Will other US exporters do the same? Will they do it in other markets? (Europe? Japan?)  It has implications for the dollar. Bearish implications.

Matt Franko, chime in here, please.

3 comments:

Matt Franko said...

Mike,

Germany's Volkswagen has been aggressive in China Too:

http://www.reuters.com/article/2015/01/11/volkswagen-china-idUSL6N0UQ07Z20150111

This reduces the real terms again for the US... as GM is a US entity... but instead of 'labor' taking the hit (I doubt these cars are made in USA..) this time it is "capital's" turn to take the hit...

....some here may not be too sympathetic I'm sure ;)

This reduces the owners of GM's terms of trade with China... they are reducing the value of their brands in China...

But as China maintains that fixed exchange rate it rebates it back pretty quickly as they will not let their currency appreciate (not floating...)

Another furlong in the 'race to the bottom' imo...

rsp,

Greg said...

"But as China maintains that fixed exchange rate it rebates it back pretty quickly as they will not let their currency appreciate (not floating...)

Another furlong in the 'race to the bottom' imo..."

Yep, all in the name of "protecting" a currency (in Chinas case and indirectly in the US case).

Amazing what people will do to protect something that doesn't need protecting.
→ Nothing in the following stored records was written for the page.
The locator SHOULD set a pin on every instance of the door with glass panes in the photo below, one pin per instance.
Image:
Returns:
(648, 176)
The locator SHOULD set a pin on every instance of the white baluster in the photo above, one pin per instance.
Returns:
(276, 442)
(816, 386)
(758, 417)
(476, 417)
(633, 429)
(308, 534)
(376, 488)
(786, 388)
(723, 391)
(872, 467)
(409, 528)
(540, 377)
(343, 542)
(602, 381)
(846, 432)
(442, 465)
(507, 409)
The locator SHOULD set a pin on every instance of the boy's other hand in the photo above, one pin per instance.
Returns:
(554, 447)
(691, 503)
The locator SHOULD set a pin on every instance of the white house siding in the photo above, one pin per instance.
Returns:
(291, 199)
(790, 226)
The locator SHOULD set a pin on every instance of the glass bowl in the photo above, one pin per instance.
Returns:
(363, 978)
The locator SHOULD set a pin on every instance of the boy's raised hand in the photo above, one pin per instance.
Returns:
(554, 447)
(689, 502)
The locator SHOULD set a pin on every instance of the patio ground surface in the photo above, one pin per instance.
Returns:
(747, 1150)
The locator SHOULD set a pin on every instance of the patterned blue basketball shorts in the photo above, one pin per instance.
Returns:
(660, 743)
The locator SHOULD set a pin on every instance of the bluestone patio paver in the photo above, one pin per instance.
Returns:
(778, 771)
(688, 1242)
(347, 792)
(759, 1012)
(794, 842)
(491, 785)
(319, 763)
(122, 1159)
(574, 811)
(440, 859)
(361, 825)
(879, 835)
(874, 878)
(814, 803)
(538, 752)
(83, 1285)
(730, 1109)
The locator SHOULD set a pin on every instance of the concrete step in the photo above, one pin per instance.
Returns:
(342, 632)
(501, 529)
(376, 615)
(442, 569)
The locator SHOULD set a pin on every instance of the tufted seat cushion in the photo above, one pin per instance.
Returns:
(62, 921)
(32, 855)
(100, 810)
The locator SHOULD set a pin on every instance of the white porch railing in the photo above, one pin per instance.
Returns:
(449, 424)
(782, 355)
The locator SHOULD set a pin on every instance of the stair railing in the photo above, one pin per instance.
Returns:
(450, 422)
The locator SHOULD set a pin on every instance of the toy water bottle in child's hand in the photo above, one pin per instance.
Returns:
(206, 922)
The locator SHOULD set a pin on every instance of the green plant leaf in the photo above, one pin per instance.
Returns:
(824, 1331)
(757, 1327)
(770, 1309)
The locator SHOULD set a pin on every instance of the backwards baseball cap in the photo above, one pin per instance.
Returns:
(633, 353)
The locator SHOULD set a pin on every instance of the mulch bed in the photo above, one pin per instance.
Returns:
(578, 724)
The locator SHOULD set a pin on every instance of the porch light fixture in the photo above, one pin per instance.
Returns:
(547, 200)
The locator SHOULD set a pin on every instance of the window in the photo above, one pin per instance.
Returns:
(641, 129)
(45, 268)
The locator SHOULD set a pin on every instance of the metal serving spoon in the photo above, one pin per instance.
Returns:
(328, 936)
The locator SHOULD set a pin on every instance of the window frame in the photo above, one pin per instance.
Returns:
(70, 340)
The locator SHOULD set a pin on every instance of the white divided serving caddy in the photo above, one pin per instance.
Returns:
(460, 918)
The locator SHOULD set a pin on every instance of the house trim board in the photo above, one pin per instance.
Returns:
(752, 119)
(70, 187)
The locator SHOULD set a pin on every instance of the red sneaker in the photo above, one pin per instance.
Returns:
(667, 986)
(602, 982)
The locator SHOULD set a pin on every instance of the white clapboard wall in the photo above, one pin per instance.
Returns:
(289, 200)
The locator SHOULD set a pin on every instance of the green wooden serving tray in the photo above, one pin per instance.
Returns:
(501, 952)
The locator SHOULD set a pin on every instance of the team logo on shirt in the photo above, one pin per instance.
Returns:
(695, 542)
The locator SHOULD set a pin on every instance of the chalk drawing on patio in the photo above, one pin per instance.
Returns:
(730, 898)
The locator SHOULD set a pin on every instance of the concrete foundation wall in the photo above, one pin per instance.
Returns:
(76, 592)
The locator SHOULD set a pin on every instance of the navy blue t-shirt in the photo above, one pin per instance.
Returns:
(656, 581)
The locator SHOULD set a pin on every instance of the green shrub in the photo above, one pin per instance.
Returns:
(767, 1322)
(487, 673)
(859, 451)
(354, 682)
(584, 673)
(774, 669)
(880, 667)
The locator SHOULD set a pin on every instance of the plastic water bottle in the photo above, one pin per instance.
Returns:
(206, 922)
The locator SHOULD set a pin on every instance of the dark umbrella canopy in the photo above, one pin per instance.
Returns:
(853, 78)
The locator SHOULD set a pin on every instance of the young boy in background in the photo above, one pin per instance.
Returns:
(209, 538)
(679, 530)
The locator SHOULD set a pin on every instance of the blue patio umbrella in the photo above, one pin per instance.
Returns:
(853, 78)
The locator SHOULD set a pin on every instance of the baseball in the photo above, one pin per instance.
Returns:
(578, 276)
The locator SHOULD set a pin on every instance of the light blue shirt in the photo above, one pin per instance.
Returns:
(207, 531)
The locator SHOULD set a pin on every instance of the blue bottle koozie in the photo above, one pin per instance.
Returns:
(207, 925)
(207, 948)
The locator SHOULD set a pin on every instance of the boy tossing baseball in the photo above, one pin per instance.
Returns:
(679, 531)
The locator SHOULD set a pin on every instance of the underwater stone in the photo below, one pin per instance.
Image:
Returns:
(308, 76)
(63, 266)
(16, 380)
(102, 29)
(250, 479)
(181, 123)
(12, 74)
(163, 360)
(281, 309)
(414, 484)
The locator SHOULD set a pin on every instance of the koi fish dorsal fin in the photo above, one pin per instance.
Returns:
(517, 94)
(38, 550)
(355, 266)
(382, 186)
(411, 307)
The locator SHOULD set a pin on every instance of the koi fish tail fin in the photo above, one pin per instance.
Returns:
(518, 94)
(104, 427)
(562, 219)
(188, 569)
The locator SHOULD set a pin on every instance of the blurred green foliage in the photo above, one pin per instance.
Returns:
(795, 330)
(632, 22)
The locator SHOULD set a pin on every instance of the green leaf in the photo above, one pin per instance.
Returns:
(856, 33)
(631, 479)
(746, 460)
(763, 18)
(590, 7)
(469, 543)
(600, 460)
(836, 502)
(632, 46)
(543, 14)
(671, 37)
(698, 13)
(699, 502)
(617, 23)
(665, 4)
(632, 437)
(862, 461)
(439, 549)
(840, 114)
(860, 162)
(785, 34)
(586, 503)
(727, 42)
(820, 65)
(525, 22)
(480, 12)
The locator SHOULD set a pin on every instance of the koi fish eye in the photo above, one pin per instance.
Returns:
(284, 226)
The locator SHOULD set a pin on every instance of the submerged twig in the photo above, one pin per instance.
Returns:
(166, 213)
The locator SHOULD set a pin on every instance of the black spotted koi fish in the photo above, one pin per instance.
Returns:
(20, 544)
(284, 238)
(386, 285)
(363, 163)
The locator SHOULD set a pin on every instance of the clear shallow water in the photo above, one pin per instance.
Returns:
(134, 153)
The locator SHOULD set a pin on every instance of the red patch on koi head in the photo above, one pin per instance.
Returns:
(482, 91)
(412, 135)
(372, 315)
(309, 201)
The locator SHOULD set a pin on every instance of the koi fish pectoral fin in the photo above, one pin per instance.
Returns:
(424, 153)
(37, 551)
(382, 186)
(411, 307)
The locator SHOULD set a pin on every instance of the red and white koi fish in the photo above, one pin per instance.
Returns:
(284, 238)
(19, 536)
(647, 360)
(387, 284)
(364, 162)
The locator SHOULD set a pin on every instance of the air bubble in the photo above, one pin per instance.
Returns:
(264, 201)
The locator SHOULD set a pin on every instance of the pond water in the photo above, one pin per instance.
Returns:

If properly understood, it seems to me, floating currencies will take care of them selves. Most efforts to maintain a level of currency value end up destroying real stuff...... sometimes via war and other times via adjusting wages and employment which hurt real people.

Nucking futs if you ask me!

Ryan Harris said...

Pretty dire economic transition in China right now and the private credit collapse is extraordinary. I think the refusal of China to allow their currency to adjust, to protect indebted companies, will go down as one of the great mistakes in the history of central banking and even economics. They are allowing real economic harm to everyone to protect a few hundred companies from bankruptcy on their USD denominated debt.

The seriousness of the slowdown is apparent especially in some of the unofficial statistics on discretionary consumer goods and commodities are downright awful, from cocoa to milk power.

Autos are complicated, China manufactures quite a bit of their own parts now, in order for GM and the others to open in China, their government required they produce parts and transfer technology to China. They actually produce and export more than they import from the US. I had been watching the rail car shipments of auto parts and auto mobiles in the United States and it was odd because the car companies kept reporting higher and higher volumes while it was NOT reflected in freight. The answer was simple: The higher volumes were showing up as inter-modal ever since the the Obama administration re-design of the industry. They required that car companies move their production offshore to the new China factories and shutter the US operations. hence.. the big rise in intermodal containers and falling auto-mobile related rail cars. So lower prices in China, might actually translate to lower priced imports for the US too?